Page MenuHomePhabricator

VisualEditor: MWExtensionNode preview (<math>, <syntaxhighlight>, …) double-escapes HTML (angle brackets, ampersands)
Closed, ResolvedPublic

Description

Repro:

  1. Create a page with text below:

<math>
\begin{matrix}
x & y \\
z & v
\end{matrix}
</math>

  1. Default rendering, in PHP parser and Parsoid (VE initial state):

x y
z v

  1. VE edit this matrix, change v to uv.
  1. Edited block becomes:

x amp; y
z amp; uv

(After saving it works fine)


Version: unspecified
Severity: minor
See Also:
https://bugzilla.wikimedia.org/show_bug.cgi?id=54577

Details

Reference
bz57429

Event Timeline

bzimport raised the priority of this task from to Low.Nov 22 2014, 2:36 AM
bzimport set Reference to bz57429.
  • Bug 60113 has been marked as a duplicate of this bug. ***

This problem is actually common for everything that uses MWExtensionNode. The problem is that ve.ce.MWExtensionNode.prototype.generateContents makes some bold assumptions about wikitext syntax that are not true.

The fix from bug 54577 didn't actually fix much, it just changed what the problem is.

  • Bug 60332 has been marked as a duplicate of this bug. ***

Basically, ve.ce.MWExtensionNode.prototype.generateContents builds an XML element object for given tag name (for example 'math'), given attributes (none in this case) and given contents (for example 'a < b'), and then serializes it to a string to ensure that everything is correctly escaped.

The problem is that MediaWiki XML-like tags don't expect their contents to be escaped. Serializing such a node generates "<math>a &lt; b</math>", while wikitext expects "<math>a < b</math>".

(An interesting corollary is that a MediaWiki XML-like tag 'foo' may not contain the string '</foo>' in any form nor encoded in any way, unless the code of the extension handling the tag specifically parses nested <nowiki/> tags or something. You can cheat – {{#tag:foo|</foo>}} – but then you still can't include the string '<foo></foo>' because it gets double-parsed.)

(Fun fact: the above behavior is the reason why <source/> was renamed to <syntaxhighlight/> some years ago.)

We should not escape the contents at all and instead do something clever if the input text contains '</foo>'. VE and wikitext are both designed to never disallow the user from doing stupid things, so I'm not sure what can be done if we don't just prevent the user from saving that. Maybe selectively HTML-escape /<\/\s*foo\s*>/ when closing the inspector?
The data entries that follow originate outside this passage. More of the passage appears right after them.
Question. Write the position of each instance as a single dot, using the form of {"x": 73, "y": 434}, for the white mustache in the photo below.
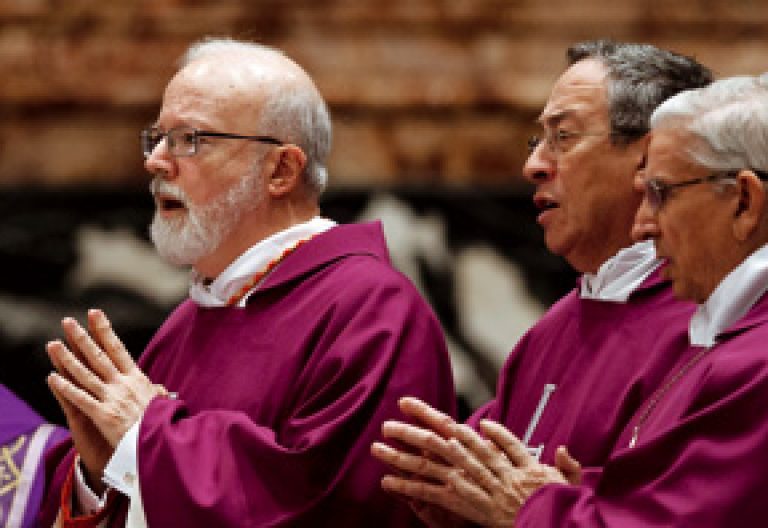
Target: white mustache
{"x": 160, "y": 186}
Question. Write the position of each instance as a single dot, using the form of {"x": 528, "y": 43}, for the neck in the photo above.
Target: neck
{"x": 253, "y": 229}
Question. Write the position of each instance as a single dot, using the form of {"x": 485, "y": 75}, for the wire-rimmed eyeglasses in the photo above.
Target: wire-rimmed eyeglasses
{"x": 657, "y": 192}
{"x": 557, "y": 139}
{"x": 185, "y": 141}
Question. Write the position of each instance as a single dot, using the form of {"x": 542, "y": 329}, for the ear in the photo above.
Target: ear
{"x": 751, "y": 204}
{"x": 288, "y": 169}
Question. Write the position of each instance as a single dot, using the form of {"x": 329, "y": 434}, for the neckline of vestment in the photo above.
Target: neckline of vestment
{"x": 238, "y": 278}
{"x": 731, "y": 300}
{"x": 621, "y": 275}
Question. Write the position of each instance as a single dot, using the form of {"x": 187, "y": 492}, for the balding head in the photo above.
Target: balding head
{"x": 279, "y": 95}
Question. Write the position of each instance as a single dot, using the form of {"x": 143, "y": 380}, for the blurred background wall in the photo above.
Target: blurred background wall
{"x": 432, "y": 102}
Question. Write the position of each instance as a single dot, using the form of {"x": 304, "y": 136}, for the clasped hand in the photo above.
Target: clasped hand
{"x": 461, "y": 476}
{"x": 99, "y": 387}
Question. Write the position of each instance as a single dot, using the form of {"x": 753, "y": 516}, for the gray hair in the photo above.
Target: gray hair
{"x": 293, "y": 112}
{"x": 730, "y": 119}
{"x": 641, "y": 77}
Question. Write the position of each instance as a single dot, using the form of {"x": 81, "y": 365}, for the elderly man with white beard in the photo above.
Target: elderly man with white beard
{"x": 256, "y": 401}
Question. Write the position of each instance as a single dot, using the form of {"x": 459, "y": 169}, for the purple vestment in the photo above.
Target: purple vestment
{"x": 280, "y": 401}
{"x": 701, "y": 456}
{"x": 587, "y": 366}
{"x": 24, "y": 439}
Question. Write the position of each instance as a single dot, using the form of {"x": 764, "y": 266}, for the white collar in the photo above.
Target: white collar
{"x": 731, "y": 300}
{"x": 255, "y": 259}
{"x": 620, "y": 275}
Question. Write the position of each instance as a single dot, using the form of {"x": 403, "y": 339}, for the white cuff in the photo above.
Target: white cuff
{"x": 86, "y": 501}
{"x": 122, "y": 471}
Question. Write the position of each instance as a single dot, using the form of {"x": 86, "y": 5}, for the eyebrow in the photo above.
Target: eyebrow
{"x": 554, "y": 118}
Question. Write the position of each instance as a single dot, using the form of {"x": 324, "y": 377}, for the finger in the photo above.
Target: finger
{"x": 431, "y": 494}
{"x": 73, "y": 371}
{"x": 463, "y": 458}
{"x": 512, "y": 447}
{"x": 70, "y": 411}
{"x": 91, "y": 353}
{"x": 102, "y": 330}
{"x": 568, "y": 466}
{"x": 411, "y": 464}
{"x": 485, "y": 451}
{"x": 71, "y": 397}
{"x": 417, "y": 437}
{"x": 428, "y": 416}
{"x": 54, "y": 359}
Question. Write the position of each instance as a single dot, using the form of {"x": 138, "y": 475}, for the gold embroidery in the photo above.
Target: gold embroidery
{"x": 9, "y": 471}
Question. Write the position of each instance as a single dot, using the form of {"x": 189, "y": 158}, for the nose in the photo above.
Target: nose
{"x": 540, "y": 165}
{"x": 646, "y": 224}
{"x": 160, "y": 162}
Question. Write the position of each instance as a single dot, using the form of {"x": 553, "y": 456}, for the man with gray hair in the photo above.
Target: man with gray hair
{"x": 696, "y": 453}
{"x": 256, "y": 401}
{"x": 578, "y": 376}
Just for "fun", some informative examples that show what happens when you try too hard with {{#tag:}}. Two of these actually cause UNIQ markers to appear in output, which is rather bad in general. The behavior may differ depending on the tag used.

<syntaxhighlight lang=php>$a;</syntaxhighlight>

<syntaxhighlight lang=php></syntaxhighlight></syntaxhighlight>

<syntaxhighlight lang=php>&lt;/syntaxhighlight></syntaxhighlight>

{{#tag:syntaxhighlight|</syntaxhighlight>|lang=php}}

<syntaxhighlight lang=php><syntaxhighlight lang=php>$a;</syntaxhighlight></syntaxhighlight>

{{#tag:syntaxhighlight|<syntaxhighlight lang=php>$a;</syntaxhighlight>|lang=php}}

{{#tag:syntaxhighlight|&lt;syntaxhighlight lang=php>$a;</syntaxhighlight>|lang=php}}

{{#tag:syntaxhighlight|<nowiki><syntaxhighlight lang=php>$a;</syntaxhighlight></nowiki>|lang=php}}

Change 144157 had a related patch set uploaded by Bartosz Dziewoński:
ve.ui.MWExtensionInspector: Prevent from setting impossible content

https://gerrit.wikimedia.org/r/144157

Change 144158 had a related patch set uploaded by Bartosz Dziewoński:
ve.ce.MWExtensionNode: Don't escape content of wikitext tags on preview

https://gerrit.wikimedia.org/r/144158

Change 144157 merged by jenkins-bot:
ve.ui.MWExtensionInspector: Prevent from setting impossible content

https://gerrit.wikimedia.org/r/144157

Change 144158 merged by jenkins-bot:
ve.ce.MWExtensionNode: Don't escape content of wikitext tags on preview

https://gerrit.wikimedia.org/r/144158

Should be fixed.

Like in wikitext, it will now be impossible to input '</tag>' in the inspector in VisualEditor: it will be converted to '&lt;/tag>' when the inspector is closed.